What is the benefit of giving each office location a unique ‘traffic_type’ value? You can set up unique data filters to distinguish between different offices (one data filter per traffic rule), so you can have separate event buckets of internal traffic. If we were to have just one ‘internal’ traffic type value and, as such, just one data filter, the above report would look like this:
- (not set): 340,319
- Internal: 516 (415 + 101)
Morgantown and Alex Sb (which is a traffic rule for my IP address) would be merged together and displayed as one bucket called Internal (or whatever the data filter name we were to give it). We would not know that something might be wrong with the Elverson filter. There would not be away to distinguish one internal traffic source (Elverson) from the others (Alex Sb and Morgantown). Hopefully, it makes sense. Also, if these filters were immediately activated (without first running them in the Test mode), we would not be able to see them in the Exploration reports.
Another advantage of using multiple filters, as opposed to a single generic filter, is the ability to selectively activate those proven to be effective:
I will go ahead and change their state from Testing to Active. You do this by clicking on the Activate link of the three-dotted menu.
With the active filter, the Developer Tools still shows the ‘traffic_type’ parameter appended as before. Yet, the event is no longer coming through in the DebugView, as if the event was not taking place:
It means we can continue testing the GA4 event setup using the Developer Tools, but the DebugView feature of GA4 is no longer available for troubleshooting. ‘What a bummer,’ you will say. Can’t we have the best of both worlds? And yes, we can! Being a tracking specialist, my role is to debug GA4 issues. And it is essential that I have access to the DebugView feature. At the time of creating our data filters, we had to choose between the two types: internal and developer:
Since I tackle tracking issues and want to continue using the DebugView, I should have selected the ‘Developer traffic’ type. And that’s the difference between the two! To remedy the setup, I removed the ‘Alex Sb’ traffic rule, removed the ‘Alex Sb’ data filter, and created a new data filter to exclude developer traffic:
I gave it the name ‘Filter out developer traffic,’ and set it to run in the Testing mode for now. Every time I explore the site in debug mode, GA4 will exclude my event data from the final reports.
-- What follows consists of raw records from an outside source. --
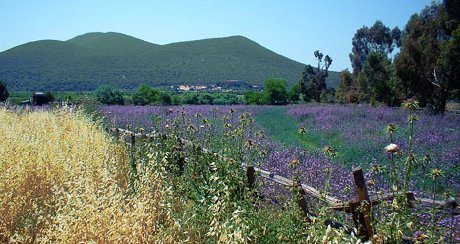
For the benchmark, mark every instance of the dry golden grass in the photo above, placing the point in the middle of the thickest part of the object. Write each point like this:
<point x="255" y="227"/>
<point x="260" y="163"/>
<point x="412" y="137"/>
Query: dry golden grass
<point x="64" y="180"/>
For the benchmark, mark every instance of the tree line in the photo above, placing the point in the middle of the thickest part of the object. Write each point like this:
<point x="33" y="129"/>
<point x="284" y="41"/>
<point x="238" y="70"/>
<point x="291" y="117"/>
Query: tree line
<point x="426" y="68"/>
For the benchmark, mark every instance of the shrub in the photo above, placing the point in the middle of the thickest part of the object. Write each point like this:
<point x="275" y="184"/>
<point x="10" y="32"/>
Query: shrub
<point x="109" y="95"/>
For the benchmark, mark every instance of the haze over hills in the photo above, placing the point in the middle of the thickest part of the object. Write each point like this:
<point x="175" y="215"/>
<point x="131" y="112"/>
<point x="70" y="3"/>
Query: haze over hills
<point x="93" y="59"/>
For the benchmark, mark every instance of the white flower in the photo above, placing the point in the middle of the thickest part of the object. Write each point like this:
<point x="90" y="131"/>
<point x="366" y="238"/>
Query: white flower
<point x="392" y="148"/>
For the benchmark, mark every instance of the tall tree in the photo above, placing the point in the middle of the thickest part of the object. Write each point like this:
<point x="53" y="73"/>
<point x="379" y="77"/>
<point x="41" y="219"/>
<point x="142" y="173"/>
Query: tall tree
<point x="345" y="93"/>
<point x="313" y="80"/>
<point x="3" y="92"/>
<point x="378" y="38"/>
<point x="275" y="92"/>
<point x="428" y="64"/>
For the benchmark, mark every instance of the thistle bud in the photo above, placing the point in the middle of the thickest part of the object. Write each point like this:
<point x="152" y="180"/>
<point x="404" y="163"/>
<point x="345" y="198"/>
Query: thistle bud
<point x="392" y="148"/>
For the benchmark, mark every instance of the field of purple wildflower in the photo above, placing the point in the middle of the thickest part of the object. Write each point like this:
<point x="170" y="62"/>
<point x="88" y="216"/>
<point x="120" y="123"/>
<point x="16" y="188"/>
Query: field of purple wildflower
<point x="356" y="133"/>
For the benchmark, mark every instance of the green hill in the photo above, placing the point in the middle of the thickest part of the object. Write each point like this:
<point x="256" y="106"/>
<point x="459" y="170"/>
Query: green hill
<point x="89" y="60"/>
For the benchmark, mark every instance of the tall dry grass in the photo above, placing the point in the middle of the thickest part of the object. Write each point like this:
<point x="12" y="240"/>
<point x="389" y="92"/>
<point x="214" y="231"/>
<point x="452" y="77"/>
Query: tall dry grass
<point x="64" y="180"/>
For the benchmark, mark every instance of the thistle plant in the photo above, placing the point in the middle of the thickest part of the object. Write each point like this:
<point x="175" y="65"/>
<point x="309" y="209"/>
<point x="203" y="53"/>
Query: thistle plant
<point x="411" y="106"/>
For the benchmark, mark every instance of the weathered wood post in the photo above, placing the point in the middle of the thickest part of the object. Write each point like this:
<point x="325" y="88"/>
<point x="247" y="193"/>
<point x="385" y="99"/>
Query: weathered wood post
<point x="117" y="134"/>
<point x="181" y="159"/>
<point x="251" y="174"/>
<point x="361" y="210"/>
<point x="302" y="200"/>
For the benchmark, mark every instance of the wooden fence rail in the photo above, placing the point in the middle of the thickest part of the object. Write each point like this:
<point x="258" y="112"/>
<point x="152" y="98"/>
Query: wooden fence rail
<point x="360" y="208"/>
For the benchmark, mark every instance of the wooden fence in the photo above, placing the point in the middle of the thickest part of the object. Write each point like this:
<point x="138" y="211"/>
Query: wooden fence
<point x="360" y="207"/>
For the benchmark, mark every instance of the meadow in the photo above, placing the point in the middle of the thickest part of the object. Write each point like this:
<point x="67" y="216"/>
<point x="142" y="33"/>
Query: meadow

The ‘traffic_type’ event will no longer be appended to events from my IP address, but I will continue to be able to use the DebugView feature. The best of both worlds, that is!
In conclusion, by meticulously identifying internal traffic, setting up tailored traffic rules, and employing data filters, you can ensure that your Google Analytics 4 reports accurately reflect customer interactions and provide valuable insights for optimizing your marketing strategies.